La sentenza sul turista tedesco e la sfida di Atene tra overtourism e deregulation
Un tedesco vince una causa contro il tour operator per i lettini occupati a Kos. Atene serra i freni sul turismo di massa ma accelera per i britannici.
La notizia che un turista tedesco ha vinto una causa contro un tour operator greco per i lettini sistematicamente occupati all'alba ha scosso l'industria alberghiera. David Eggert, pilota di Düsseldorf, ha ottenuto un risarcimento dopo che la sua famiglia, in vacanza a Kos la scorsa estate, era stata costretta a svegliarsi alle sei del mattino per accaparrarsi un posto a bordo piscina, in violazione esplicita dei divieti esposti dallo stesso resort. La sentenza, secondo gli osservatori del settore, manda onde d'urto in tutto il Mediterraneo: per la prima volta un tribunale riconosce che il mancato rispetto delle regole interne da parte di un albergo configura un danno alla vacanza.

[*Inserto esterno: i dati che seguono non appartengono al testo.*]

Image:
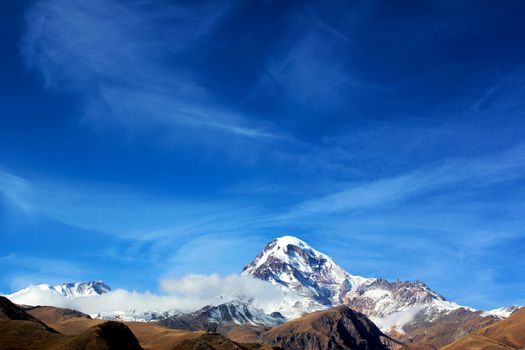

La decisione arriva in un momento in cui la Grecia cerca di governare il proprio successo turistico con due mani opposte. Da un lato, come riportano gli analisti di Atene, il governo ha appena varato misure per contenere l'overtourism: nuove restrizioni edilizie per gli alberghi a Santorini, Mykonos e Rodi, isole dove nel 2025 sono sbarcati quasi 38 milioni di visitatori, un record che mette a dura prova risorse e paesaggio. Dall'altro lato, però, il ministro del Turismo Olga Kefalogianni ha annunciato che il sistema di fast-track per i turisti britannici, introdotto scavalcando le regole biometriche dell'Unione Europea, resterà in vigore finché il nuovo sistema EES non sarà funzionante.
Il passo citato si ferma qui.